The impact fees Pennsylvania receives from shale drilling have jumped up a whopping 21% and will be distributed to all counties across the Commonwealth.
We hear Governor Tom Wolf talk about Pennsylvania adopting a severance tax to ensure natural gas producers are paying their fair share. What he fails to say is, natural gas drillers are already paying their fair share through the existing Act 13 impact fee.
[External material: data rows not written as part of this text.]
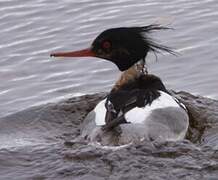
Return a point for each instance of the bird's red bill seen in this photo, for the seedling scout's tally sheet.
(82, 53)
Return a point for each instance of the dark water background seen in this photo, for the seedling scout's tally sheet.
(31, 29)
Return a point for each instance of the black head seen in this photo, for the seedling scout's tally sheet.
(123, 46)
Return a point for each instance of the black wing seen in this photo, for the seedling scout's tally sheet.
(118, 103)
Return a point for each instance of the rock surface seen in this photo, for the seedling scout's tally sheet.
(39, 143)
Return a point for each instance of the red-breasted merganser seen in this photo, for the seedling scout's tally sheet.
(139, 107)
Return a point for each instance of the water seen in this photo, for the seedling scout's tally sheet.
(36, 142)
(30, 30)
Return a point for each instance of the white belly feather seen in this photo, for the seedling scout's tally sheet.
(137, 115)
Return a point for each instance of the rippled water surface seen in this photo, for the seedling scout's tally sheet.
(31, 29)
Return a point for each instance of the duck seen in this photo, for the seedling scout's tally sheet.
(138, 107)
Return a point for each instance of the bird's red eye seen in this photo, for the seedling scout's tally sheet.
(106, 45)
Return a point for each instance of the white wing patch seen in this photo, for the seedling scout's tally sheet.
(139, 115)
(100, 113)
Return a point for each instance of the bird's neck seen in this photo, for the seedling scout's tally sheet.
(130, 75)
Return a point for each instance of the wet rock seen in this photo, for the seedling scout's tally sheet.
(42, 143)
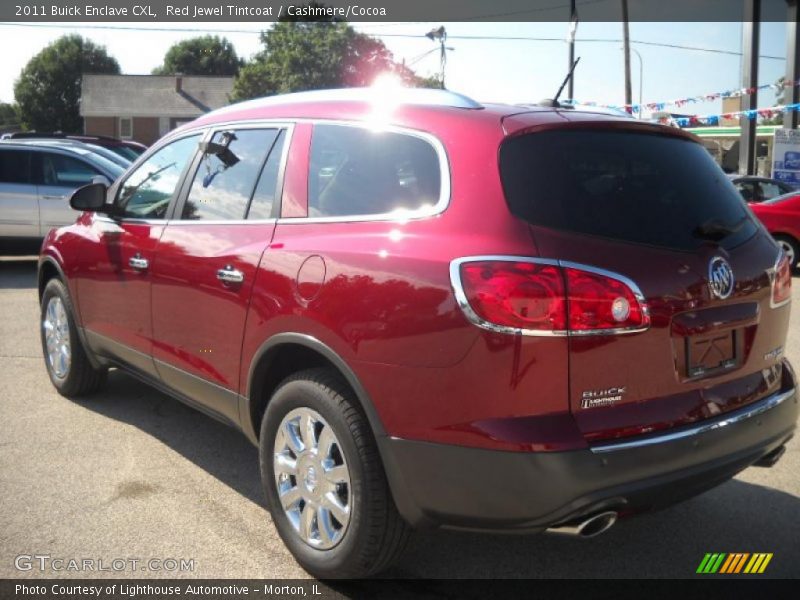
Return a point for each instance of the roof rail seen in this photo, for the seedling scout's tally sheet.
(398, 95)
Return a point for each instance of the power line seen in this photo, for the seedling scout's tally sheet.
(489, 38)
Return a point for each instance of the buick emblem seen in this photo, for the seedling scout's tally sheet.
(720, 278)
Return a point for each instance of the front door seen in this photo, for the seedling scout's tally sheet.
(206, 264)
(58, 176)
(114, 297)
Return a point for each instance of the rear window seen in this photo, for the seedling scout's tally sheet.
(629, 186)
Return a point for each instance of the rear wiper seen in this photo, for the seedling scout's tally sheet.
(715, 230)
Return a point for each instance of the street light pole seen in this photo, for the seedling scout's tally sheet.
(441, 35)
(641, 79)
(626, 43)
(573, 26)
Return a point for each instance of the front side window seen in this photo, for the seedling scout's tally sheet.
(359, 172)
(770, 190)
(65, 171)
(15, 166)
(748, 191)
(147, 192)
(225, 180)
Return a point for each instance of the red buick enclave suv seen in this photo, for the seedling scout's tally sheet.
(430, 312)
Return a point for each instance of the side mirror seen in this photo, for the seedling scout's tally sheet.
(90, 197)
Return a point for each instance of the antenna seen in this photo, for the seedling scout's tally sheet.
(566, 79)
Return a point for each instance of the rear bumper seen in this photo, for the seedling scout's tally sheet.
(469, 488)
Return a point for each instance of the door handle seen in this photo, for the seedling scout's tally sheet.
(230, 275)
(139, 263)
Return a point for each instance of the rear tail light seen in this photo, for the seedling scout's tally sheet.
(782, 282)
(601, 302)
(539, 297)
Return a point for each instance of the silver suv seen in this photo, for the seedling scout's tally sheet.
(36, 181)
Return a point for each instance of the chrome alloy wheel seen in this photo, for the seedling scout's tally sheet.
(56, 335)
(312, 478)
(788, 250)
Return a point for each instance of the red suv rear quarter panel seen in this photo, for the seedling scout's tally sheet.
(387, 308)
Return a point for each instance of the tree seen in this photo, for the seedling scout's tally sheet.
(48, 89)
(311, 55)
(205, 55)
(9, 118)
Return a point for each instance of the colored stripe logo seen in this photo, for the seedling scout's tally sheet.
(735, 562)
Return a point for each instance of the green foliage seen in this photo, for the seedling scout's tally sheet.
(48, 89)
(314, 55)
(205, 55)
(8, 116)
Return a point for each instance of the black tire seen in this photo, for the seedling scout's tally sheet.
(376, 535)
(81, 378)
(790, 241)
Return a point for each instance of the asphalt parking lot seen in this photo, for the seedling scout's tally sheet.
(131, 473)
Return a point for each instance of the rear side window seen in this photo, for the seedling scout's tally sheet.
(15, 166)
(225, 181)
(629, 186)
(359, 172)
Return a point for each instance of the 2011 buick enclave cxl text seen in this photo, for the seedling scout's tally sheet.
(430, 312)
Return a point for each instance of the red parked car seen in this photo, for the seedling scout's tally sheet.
(430, 312)
(781, 217)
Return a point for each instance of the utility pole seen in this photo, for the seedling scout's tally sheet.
(791, 94)
(573, 28)
(441, 35)
(626, 46)
(750, 48)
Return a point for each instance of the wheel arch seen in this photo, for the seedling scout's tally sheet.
(48, 269)
(307, 351)
(279, 357)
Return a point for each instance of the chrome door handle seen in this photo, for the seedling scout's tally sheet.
(139, 263)
(230, 275)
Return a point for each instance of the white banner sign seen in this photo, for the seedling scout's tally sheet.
(786, 156)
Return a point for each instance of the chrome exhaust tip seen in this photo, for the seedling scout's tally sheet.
(587, 527)
(770, 459)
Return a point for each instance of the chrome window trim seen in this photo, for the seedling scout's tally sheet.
(732, 418)
(423, 213)
(472, 316)
(171, 222)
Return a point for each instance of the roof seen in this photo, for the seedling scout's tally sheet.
(152, 95)
(435, 111)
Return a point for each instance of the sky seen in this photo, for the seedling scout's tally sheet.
(485, 69)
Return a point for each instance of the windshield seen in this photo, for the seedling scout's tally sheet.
(626, 185)
(780, 199)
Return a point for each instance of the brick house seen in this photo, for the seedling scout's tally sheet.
(145, 107)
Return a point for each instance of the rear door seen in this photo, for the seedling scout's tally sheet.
(206, 264)
(19, 206)
(653, 208)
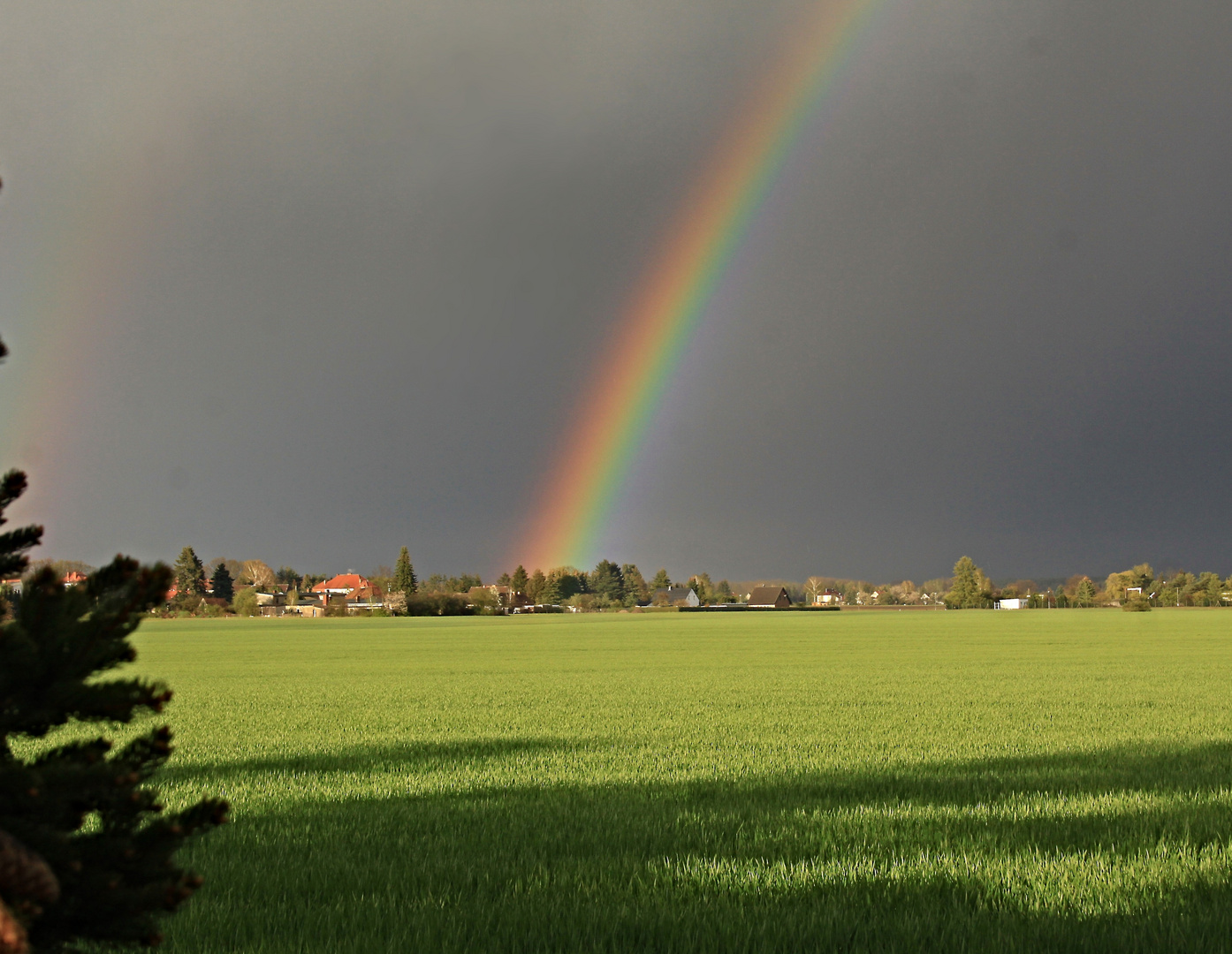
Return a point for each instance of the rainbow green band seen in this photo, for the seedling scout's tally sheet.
(673, 297)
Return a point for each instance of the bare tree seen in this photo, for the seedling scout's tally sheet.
(258, 572)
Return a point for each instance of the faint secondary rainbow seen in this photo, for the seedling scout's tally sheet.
(641, 362)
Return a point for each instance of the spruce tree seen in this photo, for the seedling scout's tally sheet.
(224, 587)
(87, 852)
(636, 590)
(535, 587)
(606, 581)
(190, 576)
(404, 575)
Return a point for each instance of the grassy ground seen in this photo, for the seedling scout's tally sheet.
(697, 782)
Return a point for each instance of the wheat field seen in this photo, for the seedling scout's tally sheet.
(854, 781)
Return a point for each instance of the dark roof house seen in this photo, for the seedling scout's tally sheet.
(675, 594)
(769, 596)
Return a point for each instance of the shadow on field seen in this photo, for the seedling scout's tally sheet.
(996, 854)
(402, 756)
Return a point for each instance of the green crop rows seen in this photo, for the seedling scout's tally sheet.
(696, 782)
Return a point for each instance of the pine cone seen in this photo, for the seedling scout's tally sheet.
(24, 874)
(12, 935)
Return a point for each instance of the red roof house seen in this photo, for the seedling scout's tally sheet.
(343, 584)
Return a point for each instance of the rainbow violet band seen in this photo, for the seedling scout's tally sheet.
(671, 300)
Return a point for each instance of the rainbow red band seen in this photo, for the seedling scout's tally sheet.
(636, 371)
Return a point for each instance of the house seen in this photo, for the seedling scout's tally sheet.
(504, 596)
(341, 585)
(769, 597)
(356, 590)
(675, 596)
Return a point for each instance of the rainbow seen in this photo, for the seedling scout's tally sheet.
(671, 302)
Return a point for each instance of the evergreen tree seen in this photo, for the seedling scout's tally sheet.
(606, 581)
(535, 587)
(703, 587)
(552, 592)
(224, 587)
(635, 585)
(190, 576)
(78, 822)
(971, 588)
(404, 575)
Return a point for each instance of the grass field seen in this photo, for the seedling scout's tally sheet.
(700, 782)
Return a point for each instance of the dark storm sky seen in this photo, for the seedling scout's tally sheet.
(307, 282)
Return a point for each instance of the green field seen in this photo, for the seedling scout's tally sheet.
(699, 782)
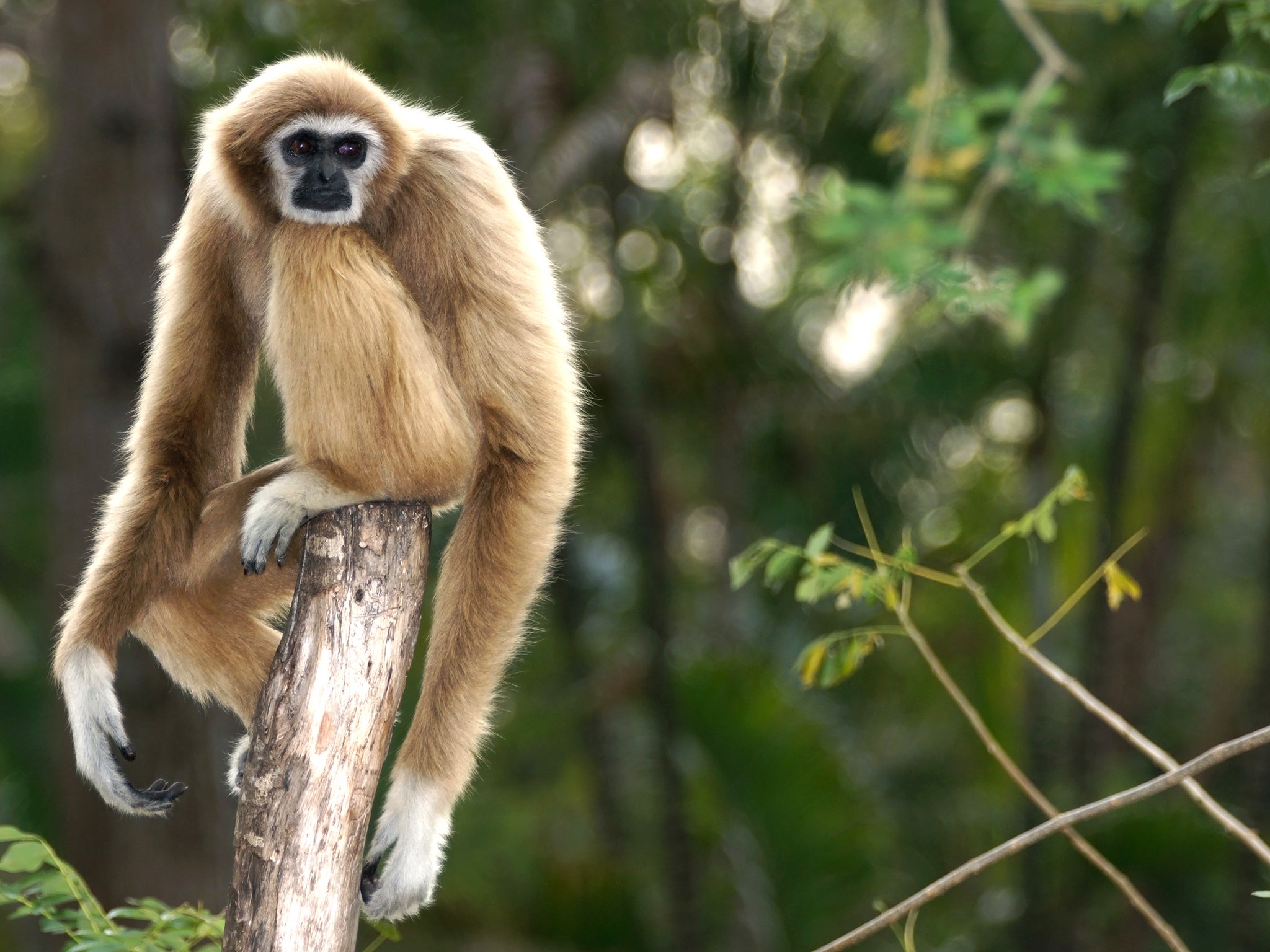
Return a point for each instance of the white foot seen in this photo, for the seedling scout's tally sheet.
(97, 729)
(414, 827)
(238, 763)
(278, 508)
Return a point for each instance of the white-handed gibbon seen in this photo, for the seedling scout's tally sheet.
(381, 257)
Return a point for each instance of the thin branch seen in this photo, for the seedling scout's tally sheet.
(1117, 801)
(936, 79)
(911, 568)
(1232, 826)
(1008, 763)
(1008, 144)
(874, 549)
(1053, 64)
(1047, 48)
(1061, 612)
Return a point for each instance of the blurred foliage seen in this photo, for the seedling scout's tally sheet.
(51, 891)
(781, 293)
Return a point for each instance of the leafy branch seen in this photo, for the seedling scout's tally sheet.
(833, 658)
(50, 889)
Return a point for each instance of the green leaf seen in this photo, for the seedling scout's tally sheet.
(781, 566)
(386, 930)
(1121, 584)
(821, 580)
(818, 541)
(833, 658)
(1047, 530)
(1181, 84)
(25, 856)
(1236, 83)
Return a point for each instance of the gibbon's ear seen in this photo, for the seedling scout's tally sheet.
(238, 135)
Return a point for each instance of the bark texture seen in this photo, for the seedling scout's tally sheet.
(323, 729)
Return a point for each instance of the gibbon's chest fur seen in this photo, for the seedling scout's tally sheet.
(366, 398)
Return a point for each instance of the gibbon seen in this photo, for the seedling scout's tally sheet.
(383, 258)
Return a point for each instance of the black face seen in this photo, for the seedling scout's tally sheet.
(322, 164)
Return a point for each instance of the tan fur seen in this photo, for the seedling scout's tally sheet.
(422, 353)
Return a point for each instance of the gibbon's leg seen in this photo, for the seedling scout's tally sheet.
(210, 635)
(206, 630)
(492, 568)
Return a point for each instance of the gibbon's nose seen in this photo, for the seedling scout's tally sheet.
(327, 169)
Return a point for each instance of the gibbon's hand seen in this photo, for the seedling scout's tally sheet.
(238, 764)
(414, 827)
(97, 729)
(272, 517)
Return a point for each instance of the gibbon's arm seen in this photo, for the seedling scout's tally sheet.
(187, 439)
(513, 359)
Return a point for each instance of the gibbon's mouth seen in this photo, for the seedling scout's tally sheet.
(323, 200)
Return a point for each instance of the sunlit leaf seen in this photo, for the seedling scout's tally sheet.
(781, 566)
(744, 566)
(1121, 584)
(818, 541)
(27, 856)
(833, 658)
(819, 582)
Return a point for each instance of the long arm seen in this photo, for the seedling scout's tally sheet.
(187, 438)
(512, 357)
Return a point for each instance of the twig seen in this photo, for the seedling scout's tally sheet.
(1114, 720)
(911, 568)
(998, 753)
(1049, 52)
(1053, 64)
(1008, 143)
(1008, 763)
(933, 92)
(1061, 612)
(1117, 801)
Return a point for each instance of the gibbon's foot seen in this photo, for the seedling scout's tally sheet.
(238, 764)
(412, 833)
(97, 729)
(272, 518)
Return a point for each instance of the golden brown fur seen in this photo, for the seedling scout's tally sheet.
(420, 353)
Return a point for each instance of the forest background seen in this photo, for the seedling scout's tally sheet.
(939, 253)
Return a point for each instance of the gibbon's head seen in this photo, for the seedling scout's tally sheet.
(310, 139)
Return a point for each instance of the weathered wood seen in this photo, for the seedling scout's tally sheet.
(322, 730)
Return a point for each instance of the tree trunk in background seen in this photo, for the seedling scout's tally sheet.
(110, 197)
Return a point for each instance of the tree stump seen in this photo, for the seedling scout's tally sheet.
(323, 728)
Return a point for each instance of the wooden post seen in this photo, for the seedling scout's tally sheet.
(323, 728)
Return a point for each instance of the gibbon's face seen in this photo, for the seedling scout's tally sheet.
(323, 165)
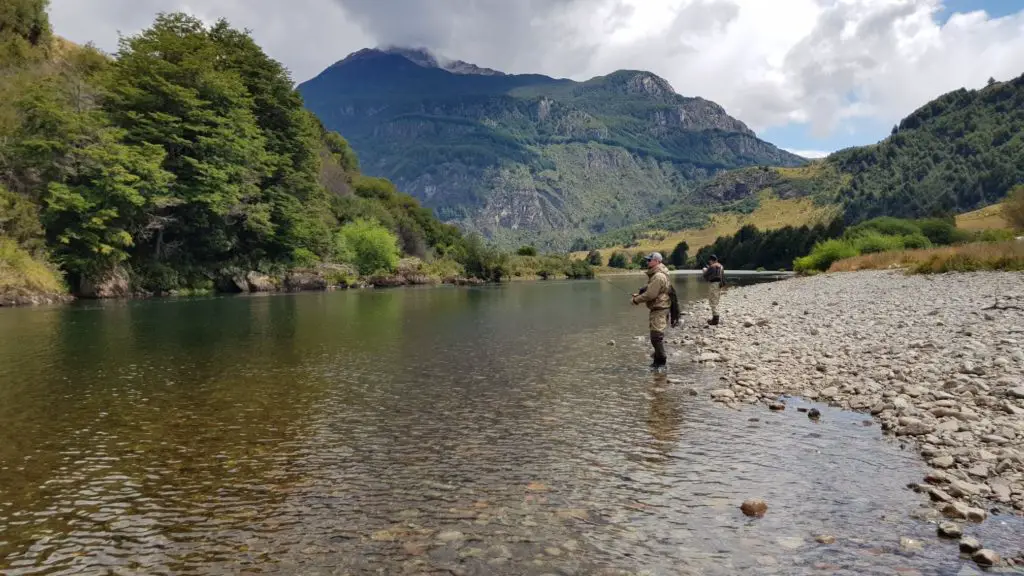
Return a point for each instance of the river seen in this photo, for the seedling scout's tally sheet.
(434, 430)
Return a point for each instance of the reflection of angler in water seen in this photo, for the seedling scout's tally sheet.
(664, 417)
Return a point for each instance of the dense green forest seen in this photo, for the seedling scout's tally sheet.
(186, 162)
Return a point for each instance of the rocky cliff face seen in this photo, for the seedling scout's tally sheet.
(527, 158)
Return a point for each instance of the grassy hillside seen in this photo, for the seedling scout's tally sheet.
(770, 212)
(957, 154)
(989, 217)
(526, 158)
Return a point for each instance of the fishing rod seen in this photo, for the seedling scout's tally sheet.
(617, 287)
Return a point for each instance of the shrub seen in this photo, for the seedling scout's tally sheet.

Since 2012, when the impact fee was enacted, nearly $1.5 billion has been generated from natural gas development and been distributed to every county in the Commonwealth.
The Pennsylvania Public Utility Commission (PUC) published a press release in June to announcing the impact fees on natural gas producers collected for 2017 totaled $209,557,300. This is a whopping 21% higher than what was collected in 2016. It also reverses a three year decline in impact fee revenues.
The Allegheny Institute for Public Policy published an excellent article yesterday about the 2017 impact fees collected and how they will be used and distributed. Here are a few excerpts (emphasis added):
For those counties hosting an unconventional well, their allocation is determined by the number of wells they host. For example, the county with the most unconventional wells in 2017 was Washington County (1,528) and as a result collected the largest amount of money ($7.09 million) from this section of Act 13. The runner-up is Susquehanna County (1,274 wells), earning $5.91 million. As two of the top counties with wells, Washington has collected more than $38.85 million over the years while Susquehanna has collected more than $35.53 million. Allegheny County, with only 125 eligible wells, a fraction of the total, has received $2.15 million over time. As largely rural counties, Washington’s population is 207,981 and Susquehanna’s is just 40,862. These totals are quite significant and most likely larger than if the state would switch to a severance tax instead and the money was allocated from Harrisburg at the whim of those viewing the shale industry as a cash cow for their own pet projects.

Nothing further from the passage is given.